Explore London's Wildlife With The City's Experts

By Londonist Last edited 102 months ago
Explore London's Wildlife With The City's Experts
Cormorants sit by The O2 in Greenwich.

London is packed with creatures and plants: roughly 48% of the city is either green or covered in water. And within this second city live fish, porpoises, seals, foxes, bats, molluscs and much much more.

But Londoners have a mixed relationship with the wildlife of their city. For every story about the seal-spotting opportunities at Canary Wharf there's a call for urban foxes to be culled.

Should London’s wildlife be celebrated instead of persecuted? Aren't slowworms, kingfishers and our dodgy old pigeons and foxes Londoners too?

We'll be exploring these issues in London is Wild, an event we're organising in partnership with Conway Hall.

On 2 November hear from the urban birdwatcher David Lindo, Helen Babbs author of My Garden, the City and Me: Rooftop Adventures in the Wilds of London, the London Wildlife Trust director of conservation Mathew Frith and urban bat detective Kate Jones.
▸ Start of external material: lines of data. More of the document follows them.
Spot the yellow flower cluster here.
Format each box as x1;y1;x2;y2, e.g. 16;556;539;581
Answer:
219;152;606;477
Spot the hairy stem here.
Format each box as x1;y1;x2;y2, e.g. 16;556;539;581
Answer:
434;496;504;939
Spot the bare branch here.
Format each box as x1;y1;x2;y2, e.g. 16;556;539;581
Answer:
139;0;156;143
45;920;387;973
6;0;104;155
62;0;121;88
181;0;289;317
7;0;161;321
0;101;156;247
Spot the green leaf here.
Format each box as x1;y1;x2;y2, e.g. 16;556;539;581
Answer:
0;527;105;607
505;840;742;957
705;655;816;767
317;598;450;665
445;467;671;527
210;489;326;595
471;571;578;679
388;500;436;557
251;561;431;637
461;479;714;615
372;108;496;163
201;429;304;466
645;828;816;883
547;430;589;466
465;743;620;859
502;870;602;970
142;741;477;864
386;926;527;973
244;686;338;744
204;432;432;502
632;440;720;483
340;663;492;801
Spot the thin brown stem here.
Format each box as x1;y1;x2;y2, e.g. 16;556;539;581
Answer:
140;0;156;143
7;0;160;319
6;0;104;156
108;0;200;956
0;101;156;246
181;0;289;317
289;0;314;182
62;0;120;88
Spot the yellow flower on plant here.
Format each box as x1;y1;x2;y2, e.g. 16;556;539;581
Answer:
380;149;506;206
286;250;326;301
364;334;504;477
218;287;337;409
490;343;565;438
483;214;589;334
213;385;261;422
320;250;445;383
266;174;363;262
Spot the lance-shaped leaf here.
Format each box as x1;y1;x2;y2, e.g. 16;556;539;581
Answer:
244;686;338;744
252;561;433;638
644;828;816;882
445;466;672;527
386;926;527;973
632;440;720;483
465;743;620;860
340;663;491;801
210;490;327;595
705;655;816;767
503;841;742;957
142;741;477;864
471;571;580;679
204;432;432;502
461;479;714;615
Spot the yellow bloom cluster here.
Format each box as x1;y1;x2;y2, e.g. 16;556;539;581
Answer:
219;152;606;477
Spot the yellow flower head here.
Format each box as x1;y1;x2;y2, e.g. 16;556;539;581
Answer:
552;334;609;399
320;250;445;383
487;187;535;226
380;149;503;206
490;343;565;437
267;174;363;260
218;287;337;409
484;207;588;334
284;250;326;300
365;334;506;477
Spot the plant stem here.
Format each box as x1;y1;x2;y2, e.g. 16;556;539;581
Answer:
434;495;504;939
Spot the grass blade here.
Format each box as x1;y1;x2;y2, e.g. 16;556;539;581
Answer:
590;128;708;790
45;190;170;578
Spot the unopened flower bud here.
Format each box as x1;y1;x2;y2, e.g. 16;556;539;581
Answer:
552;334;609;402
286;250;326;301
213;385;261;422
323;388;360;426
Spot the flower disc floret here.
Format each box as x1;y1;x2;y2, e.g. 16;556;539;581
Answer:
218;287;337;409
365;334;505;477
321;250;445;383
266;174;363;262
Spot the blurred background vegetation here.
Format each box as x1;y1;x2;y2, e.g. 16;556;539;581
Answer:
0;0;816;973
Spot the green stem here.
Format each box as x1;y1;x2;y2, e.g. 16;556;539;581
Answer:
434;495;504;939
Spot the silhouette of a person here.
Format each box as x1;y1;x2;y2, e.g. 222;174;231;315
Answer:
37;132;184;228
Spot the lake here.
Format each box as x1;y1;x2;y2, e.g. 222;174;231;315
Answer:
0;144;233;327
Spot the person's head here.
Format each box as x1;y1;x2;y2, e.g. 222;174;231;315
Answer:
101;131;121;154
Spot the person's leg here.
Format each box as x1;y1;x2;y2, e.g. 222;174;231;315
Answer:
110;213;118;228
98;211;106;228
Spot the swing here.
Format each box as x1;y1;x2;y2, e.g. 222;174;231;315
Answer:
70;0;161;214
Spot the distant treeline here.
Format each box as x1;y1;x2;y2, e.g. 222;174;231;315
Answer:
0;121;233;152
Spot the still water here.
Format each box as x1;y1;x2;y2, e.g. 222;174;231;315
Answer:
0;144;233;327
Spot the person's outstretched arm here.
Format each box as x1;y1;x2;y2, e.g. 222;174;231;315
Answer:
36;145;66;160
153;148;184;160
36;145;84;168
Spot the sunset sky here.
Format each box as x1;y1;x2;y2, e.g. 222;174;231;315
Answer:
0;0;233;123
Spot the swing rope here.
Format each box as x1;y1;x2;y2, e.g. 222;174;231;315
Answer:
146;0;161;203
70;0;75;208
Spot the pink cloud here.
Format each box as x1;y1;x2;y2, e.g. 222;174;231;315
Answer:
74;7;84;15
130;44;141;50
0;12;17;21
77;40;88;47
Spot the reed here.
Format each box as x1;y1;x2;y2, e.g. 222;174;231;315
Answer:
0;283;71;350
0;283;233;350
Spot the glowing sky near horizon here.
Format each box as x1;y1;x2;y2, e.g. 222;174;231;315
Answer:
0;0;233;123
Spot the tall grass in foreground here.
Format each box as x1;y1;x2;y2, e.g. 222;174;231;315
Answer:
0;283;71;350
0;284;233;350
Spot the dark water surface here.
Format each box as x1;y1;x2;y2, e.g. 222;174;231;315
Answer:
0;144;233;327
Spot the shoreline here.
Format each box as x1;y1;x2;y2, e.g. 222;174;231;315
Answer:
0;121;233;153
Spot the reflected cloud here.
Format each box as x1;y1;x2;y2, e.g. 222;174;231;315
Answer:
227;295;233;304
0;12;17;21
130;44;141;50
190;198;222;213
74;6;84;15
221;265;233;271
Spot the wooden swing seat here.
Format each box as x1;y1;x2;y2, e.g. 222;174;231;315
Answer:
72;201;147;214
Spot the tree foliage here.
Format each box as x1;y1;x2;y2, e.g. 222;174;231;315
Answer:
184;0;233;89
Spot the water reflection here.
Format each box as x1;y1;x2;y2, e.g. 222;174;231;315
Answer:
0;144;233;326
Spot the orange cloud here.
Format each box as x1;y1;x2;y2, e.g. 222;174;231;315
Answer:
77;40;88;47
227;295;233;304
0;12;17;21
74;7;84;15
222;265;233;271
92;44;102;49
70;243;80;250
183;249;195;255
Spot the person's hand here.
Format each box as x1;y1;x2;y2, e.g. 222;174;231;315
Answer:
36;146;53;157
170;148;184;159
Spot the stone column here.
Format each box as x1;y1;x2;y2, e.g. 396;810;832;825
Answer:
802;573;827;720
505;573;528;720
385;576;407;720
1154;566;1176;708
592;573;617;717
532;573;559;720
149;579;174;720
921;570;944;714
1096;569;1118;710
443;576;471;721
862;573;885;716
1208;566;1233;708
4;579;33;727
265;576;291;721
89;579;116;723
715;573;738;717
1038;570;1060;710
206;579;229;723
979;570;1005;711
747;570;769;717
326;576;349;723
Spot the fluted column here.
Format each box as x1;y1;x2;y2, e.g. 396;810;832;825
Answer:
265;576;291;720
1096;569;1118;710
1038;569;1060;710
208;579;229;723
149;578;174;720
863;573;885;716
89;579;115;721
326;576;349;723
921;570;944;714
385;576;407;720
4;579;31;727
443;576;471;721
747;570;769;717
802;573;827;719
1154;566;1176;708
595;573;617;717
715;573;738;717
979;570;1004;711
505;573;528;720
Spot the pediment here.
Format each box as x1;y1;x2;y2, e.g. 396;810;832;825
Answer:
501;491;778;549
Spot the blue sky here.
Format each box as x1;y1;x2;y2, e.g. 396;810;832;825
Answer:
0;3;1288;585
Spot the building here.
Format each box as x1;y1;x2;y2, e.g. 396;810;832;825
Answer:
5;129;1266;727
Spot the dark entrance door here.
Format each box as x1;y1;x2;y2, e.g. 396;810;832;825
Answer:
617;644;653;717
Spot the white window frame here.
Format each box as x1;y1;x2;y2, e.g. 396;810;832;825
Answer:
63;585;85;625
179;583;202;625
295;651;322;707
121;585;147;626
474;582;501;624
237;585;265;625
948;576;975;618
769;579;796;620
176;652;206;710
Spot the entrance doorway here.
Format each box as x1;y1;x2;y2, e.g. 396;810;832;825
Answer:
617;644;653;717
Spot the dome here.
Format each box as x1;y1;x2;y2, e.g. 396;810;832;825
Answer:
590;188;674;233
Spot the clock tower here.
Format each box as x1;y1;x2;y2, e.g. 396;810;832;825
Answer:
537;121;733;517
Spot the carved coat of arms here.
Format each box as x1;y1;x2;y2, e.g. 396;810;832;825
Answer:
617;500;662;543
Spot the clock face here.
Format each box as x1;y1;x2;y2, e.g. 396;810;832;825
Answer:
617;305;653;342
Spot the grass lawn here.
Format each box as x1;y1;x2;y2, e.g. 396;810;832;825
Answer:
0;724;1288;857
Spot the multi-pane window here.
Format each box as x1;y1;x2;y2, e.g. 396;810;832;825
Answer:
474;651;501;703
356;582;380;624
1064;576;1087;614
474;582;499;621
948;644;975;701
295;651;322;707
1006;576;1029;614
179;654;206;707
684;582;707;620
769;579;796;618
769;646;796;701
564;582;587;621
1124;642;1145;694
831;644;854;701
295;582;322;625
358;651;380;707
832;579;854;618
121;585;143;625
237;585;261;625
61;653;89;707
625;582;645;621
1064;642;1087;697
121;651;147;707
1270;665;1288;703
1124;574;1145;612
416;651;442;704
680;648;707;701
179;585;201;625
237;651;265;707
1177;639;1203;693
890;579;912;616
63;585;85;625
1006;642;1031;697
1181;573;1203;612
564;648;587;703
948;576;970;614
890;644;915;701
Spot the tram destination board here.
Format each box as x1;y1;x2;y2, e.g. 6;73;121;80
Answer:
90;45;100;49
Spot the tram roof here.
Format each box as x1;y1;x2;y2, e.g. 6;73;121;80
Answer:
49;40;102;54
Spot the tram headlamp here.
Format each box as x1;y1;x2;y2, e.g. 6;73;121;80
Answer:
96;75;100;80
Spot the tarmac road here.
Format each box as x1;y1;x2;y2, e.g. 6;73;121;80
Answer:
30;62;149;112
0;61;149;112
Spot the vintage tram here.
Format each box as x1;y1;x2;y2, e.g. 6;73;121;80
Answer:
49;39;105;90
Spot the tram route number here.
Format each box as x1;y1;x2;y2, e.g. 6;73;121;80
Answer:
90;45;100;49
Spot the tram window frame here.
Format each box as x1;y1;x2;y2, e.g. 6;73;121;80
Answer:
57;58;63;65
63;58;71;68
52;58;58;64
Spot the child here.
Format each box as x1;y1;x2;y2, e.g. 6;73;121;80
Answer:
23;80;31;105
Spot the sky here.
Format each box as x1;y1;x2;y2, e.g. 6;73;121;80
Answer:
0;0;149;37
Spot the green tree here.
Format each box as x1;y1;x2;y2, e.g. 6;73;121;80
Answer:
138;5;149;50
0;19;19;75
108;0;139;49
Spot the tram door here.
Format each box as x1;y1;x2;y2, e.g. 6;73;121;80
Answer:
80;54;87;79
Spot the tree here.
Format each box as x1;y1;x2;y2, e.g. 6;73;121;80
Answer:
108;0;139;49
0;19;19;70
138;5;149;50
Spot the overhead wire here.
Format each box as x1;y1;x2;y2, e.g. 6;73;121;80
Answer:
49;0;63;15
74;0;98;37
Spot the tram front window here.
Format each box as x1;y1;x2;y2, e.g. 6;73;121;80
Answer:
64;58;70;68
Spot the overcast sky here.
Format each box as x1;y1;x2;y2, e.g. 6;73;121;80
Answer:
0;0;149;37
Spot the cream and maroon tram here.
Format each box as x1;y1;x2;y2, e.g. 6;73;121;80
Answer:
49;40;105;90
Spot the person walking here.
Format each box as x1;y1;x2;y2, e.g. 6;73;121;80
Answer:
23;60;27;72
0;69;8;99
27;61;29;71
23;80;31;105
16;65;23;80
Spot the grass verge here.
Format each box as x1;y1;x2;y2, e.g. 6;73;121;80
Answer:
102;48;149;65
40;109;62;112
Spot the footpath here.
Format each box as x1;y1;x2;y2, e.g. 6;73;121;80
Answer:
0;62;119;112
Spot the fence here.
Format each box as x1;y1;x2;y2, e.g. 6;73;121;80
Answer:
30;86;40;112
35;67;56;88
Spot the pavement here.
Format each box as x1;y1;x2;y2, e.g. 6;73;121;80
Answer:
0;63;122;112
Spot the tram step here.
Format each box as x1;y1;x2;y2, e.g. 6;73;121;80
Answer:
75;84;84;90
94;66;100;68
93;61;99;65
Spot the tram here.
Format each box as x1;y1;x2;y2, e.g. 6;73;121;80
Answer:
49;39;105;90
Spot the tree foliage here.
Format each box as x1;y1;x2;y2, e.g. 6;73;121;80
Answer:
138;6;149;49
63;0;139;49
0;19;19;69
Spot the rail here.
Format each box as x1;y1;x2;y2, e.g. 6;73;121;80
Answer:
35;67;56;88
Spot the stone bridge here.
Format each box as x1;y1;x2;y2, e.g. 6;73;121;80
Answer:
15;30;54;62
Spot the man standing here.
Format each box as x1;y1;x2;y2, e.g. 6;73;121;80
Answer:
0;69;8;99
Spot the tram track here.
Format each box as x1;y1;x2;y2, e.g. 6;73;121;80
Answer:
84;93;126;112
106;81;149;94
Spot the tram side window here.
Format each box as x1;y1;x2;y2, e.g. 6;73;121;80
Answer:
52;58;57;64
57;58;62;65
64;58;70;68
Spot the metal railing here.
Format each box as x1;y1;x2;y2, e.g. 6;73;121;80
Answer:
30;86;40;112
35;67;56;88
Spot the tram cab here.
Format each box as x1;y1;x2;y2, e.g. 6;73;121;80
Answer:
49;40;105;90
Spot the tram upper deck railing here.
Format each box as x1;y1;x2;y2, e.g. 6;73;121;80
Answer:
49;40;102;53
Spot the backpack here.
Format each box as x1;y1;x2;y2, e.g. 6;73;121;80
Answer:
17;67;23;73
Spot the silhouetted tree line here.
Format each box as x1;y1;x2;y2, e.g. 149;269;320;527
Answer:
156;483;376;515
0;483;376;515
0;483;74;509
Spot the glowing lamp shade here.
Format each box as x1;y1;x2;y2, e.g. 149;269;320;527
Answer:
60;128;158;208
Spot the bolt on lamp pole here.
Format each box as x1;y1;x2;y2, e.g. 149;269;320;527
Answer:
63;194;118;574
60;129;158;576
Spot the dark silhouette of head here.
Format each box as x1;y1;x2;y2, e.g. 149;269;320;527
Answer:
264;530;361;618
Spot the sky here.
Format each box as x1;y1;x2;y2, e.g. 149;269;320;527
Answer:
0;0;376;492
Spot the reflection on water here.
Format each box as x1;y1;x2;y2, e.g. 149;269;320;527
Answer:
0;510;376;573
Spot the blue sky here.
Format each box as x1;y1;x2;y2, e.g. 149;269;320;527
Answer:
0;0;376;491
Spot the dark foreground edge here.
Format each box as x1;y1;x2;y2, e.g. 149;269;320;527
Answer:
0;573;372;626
They'll be talking birds and beasts, landscape and undergrowth. How much is London a green and pleasant land and how red is it in tooth and claw?

Join the discussion, share tales of your favourite London animals or just come and have a drink and engage with your inner twitcher or fox lover.

London is Wild, 2 November, doors 7.30pm . There'll be a London wildlife soundscape provided by the London Sound Survey. Tickets are £8 (£5 concessions) available online. Our first Londonist event at Conway Hall, London is Changing — which takes place on 28 September — sold out as quickly as a fox jumping on a bin bag.